In Italia il cittadino non è solo schiacciato dalle tasse, dalla burocrazia opprimente e da un servizio pubblico spesso inefficiente. Si trova anche a dover pagare commissioni sui pagamenti attraverso sistemi come PagoPA e il bollettino postale. Un’assurdità, considerando come il resto del mondo si muova verso la gratuità o almeno verso una semplificazione dei costi di gestione per i servizi pubblici digitali. Eppure, in Italia, sembra che si debba pagare anche per pagare.
Ma cosa giustifica queste commissioni? È davvero una necessità economica o piuttosto l’ennesima zavorra burocratica che grava sulle spalle del contribuente? La beffa diventa ancora più evidente quando si scopre che gli amministratori delegati delle società che gestiscono questi sistemi – come Poste Italiane e PagoPA SpA – vantano stipendi a sei cifre, finanziati con soldi pubblici. Mentre il cittadino comune deve sborsare qualche euro per ogni transazione, quei pochi ai vertici accumulano profitti stellari. Siamo di fronte a un sistema che premia i pochi a scapito dei molti.
Gli stipendi dei vertici sono davvero scandalosi: Matteo Del Fante, amministratore delegato di Poste Italiane, percepisce un compenso annuo di circa un milione e 638mila euro, comprensivo di bonus e incentivi, tutti finanziati con soldi pubblici. Alessandro Moricca, amministratore delegato di PagoPA SpA, ha un compenso annuo di 120mila euro, anch’esso a carico del contribuente – come riportato nel verbale dell’Assemblea della società del 17 gennaio 2023.

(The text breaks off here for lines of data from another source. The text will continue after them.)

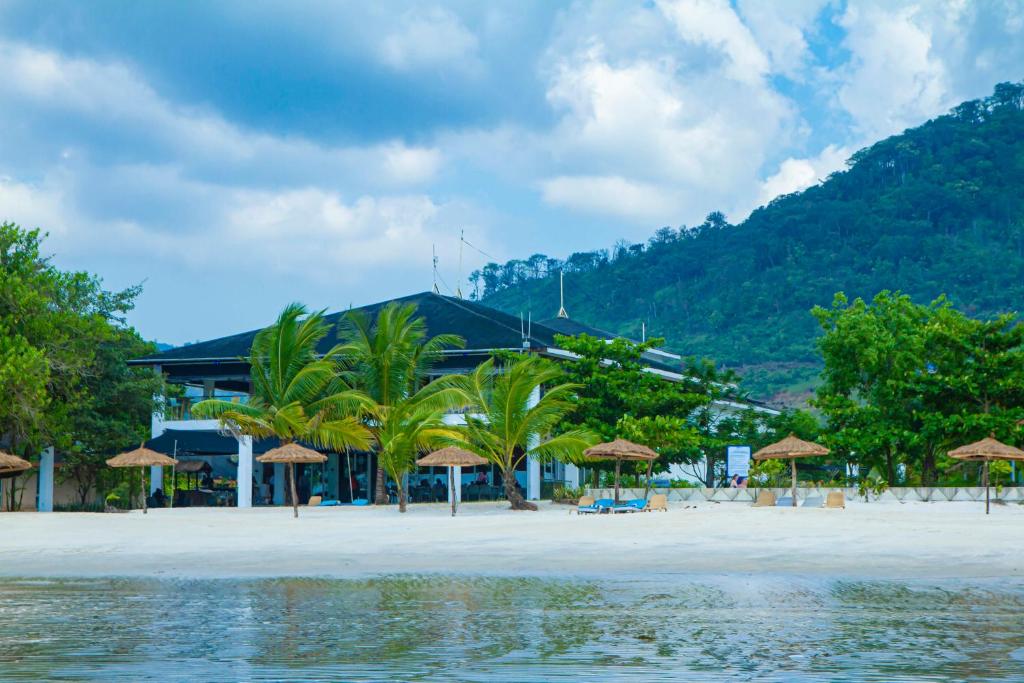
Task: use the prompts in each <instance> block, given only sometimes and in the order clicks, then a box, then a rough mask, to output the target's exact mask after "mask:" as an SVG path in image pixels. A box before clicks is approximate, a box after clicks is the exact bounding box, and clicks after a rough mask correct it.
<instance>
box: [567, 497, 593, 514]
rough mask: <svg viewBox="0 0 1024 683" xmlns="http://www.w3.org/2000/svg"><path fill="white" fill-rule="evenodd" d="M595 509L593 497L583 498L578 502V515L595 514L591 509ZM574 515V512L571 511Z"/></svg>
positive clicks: (577, 509)
mask: <svg viewBox="0 0 1024 683" xmlns="http://www.w3.org/2000/svg"><path fill="white" fill-rule="evenodd" d="M592 507H594V497H593V496H581V497H580V500H579V501H577V509H575V512H577V514H587V513H589V512H594V510H591V508H592ZM569 513H570V514H571V513H572V510H569Z"/></svg>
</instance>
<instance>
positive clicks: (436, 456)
mask: <svg viewBox="0 0 1024 683" xmlns="http://www.w3.org/2000/svg"><path fill="white" fill-rule="evenodd" d="M487 462H488V461H487V460H485V459H483V458H480V457H479V456H478V455H476V454H475V453H470V452H469V451H466V450H465V449H459V447H457V446H454V445H450V446H447V447H445V449H441V450H440V451H434V452H433V453H431V454H428V455H426V456H423V457H422V458H420V459H419V460H417V461H416V464H417V465H419V466H420V467H446V468H449V498H451V499H452V516H453V517H455V510H456V500H457V499H458V496H456V489H455V468H456V467H476V466H477V465H486V464H487Z"/></svg>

Facciamo un confronto con l’estero: in molti paesi europei, i servizi di pagamento verso la pubblica amministrazione sono gratuiti o, quantomeno, le commissioni sono simboliche e giustificate da reali costi di gestione. L’Italia, invece, con i suoi bollettini postali antiquati e un sistema di pagamento digitale che non sembra davvero favorire il cittadino, resta un’anomalia. E mentre gli stipendi dei dirigenti lievitano, i cittadini continuano a pagare per un servizio che, paradossalmente, dovrebbe semplificare la vita quotidiana.
L’introduzione di PagoPA, nelle intenzioni iniziali, doveva ridurre la frammentazione dei metodi di pagamento e garantire trasparenza. Ma nella pratica si è trasformato in un’ulteriore tassa nascosta. È giusto che il cittadino debba pagare per il diritto di pagare? E soprattutto, è lecito che gli amministratori delegati di queste società percepiscano compensi milionari, finanziati con soldi pubblici, quando i loro servizi non fanno altro che gravare ulteriormente sui contribuenti?

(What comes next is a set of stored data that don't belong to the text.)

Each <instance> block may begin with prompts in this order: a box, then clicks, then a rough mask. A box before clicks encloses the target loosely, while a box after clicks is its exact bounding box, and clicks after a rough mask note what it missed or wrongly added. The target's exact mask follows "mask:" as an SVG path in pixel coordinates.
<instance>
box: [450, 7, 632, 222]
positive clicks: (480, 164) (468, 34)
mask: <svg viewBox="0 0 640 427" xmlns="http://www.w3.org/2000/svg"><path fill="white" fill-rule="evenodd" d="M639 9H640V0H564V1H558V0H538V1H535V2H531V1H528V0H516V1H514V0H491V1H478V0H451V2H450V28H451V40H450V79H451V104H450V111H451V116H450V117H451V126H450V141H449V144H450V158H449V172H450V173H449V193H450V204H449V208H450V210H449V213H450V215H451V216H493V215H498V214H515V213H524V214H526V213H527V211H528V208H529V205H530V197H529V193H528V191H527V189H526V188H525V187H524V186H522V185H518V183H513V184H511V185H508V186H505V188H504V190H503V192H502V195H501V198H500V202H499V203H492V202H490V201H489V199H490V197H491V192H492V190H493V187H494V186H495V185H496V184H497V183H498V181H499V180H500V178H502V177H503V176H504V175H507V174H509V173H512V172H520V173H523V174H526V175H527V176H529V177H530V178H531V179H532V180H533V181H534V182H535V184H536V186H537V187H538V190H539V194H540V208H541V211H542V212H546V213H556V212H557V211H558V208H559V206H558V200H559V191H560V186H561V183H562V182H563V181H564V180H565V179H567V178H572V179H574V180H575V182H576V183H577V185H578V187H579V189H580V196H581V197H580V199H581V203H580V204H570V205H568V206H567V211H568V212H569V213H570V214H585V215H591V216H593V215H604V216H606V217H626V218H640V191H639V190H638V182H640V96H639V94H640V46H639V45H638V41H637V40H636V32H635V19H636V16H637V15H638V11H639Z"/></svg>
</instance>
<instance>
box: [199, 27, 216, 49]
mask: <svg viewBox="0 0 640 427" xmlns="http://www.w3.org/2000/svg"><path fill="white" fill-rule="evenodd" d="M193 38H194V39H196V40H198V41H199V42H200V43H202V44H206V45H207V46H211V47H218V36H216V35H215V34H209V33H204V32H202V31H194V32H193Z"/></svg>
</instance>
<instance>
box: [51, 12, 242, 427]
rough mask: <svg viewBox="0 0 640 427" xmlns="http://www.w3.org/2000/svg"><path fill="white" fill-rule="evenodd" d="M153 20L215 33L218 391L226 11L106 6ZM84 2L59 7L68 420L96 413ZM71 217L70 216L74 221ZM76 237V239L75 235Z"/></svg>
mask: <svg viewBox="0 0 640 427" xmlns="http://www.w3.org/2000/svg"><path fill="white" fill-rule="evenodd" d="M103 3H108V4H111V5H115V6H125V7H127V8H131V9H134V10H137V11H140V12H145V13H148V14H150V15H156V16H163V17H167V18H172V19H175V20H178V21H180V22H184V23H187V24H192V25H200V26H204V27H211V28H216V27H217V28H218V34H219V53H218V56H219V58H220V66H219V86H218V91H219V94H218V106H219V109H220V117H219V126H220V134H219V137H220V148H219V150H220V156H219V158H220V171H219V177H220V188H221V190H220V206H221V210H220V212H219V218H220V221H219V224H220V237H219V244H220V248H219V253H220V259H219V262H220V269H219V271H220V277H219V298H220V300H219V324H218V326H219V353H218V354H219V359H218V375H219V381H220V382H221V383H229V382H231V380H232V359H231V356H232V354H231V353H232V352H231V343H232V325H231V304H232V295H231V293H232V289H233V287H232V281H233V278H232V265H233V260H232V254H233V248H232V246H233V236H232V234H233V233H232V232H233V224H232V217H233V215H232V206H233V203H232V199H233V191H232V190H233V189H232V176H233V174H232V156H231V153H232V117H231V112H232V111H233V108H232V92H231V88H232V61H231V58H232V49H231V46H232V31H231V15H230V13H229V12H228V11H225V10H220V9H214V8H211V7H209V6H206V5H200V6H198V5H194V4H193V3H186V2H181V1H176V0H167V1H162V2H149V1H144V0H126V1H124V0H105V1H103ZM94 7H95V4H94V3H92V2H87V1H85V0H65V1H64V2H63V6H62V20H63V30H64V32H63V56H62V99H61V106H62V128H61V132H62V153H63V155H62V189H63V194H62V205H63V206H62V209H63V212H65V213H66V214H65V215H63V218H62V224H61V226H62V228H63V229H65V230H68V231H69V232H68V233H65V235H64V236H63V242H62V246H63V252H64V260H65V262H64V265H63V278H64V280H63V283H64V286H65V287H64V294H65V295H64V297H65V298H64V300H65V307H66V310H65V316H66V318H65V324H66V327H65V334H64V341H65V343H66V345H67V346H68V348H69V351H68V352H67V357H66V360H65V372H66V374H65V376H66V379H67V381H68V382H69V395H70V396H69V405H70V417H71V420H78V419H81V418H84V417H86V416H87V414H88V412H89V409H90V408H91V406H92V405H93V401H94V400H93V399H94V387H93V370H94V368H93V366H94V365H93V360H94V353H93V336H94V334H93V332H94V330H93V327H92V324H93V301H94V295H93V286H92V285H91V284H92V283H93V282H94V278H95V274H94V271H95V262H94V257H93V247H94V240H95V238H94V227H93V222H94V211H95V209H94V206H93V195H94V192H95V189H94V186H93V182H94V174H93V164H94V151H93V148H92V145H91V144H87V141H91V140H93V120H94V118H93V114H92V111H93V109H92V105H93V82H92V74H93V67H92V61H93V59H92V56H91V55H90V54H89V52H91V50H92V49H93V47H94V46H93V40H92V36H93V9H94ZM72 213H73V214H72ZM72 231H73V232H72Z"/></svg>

In un Paese che sembra aver perso il senso della misura, è tragicamente semplice: tutto è permesso, finché i costi li paga il cittadino. L’unica soluzione a questo paradosso sarebbe una revisione profonda del sistema, che ponga al centro il cittadino e non le esigenze dei vertici aziendali o dei bilanci gonfiati da commissioni ingiustificate. Se altre nazioni possono farlo, perché l’Italia non può seguire lo stesso esempio?
Riceviamo e pubblichiamo la precisazione di PagoPA e la risposta del blogger Andrea D’Ambra
PagoPA
Pagare con PagoPA non ha un costo. Le commissioni associate a un’operazione di pagamento esistono da sempre e non dipendono in alcun modo, né sono mai applicate né incassate dalla piattaforma PagoPA e nemmeno dalla Pubblica Amministrazione. Le commissioni sono il costo stabilito e richiesto dagli intermediari (banche, poste o altri istituti di credito) per il servizio di pagamento offerto, ossia il trasferimento di denaro dai singoli utenti verso altri soggetti.
Sui canali gestiti da PagoPA, il cittadino può selezionare i Prestatori di Servizi di Pagamento (PSP) avendo piena visibilità sulle commissioni applicate e potendole confrontare per scegliere l’opzione più conveniente. A tal proposito, per una maggiore consapevolezza degli utenti, sul sito di PagoPA è anche disponibile un simulatore – nella sezione “Trasparenza costi” – che permette di consultare le commissioni applicate dai diversi PSP presenti sulla piattaforma, in base all’importo dovuto, al canale di pagamento (app Io, sito dell’Ente o sito di PagoPA) e al metodo utilizzato (carte, conto corrente, app e altri) per il pagamento.
Andrea D’Ambra
Il sistema potrebbe comunque essere visto come poco trasparente o svantaggioso per il cittadino, nonostante quanto affermato da PagoPA. Anche se PagoPA dichiara di non incassare le commissioni, il cittadino è comunque costretto a pagarle, spesso senza una reale alternativa gratuita, e in alcuni casi le commissioni possono essere significative.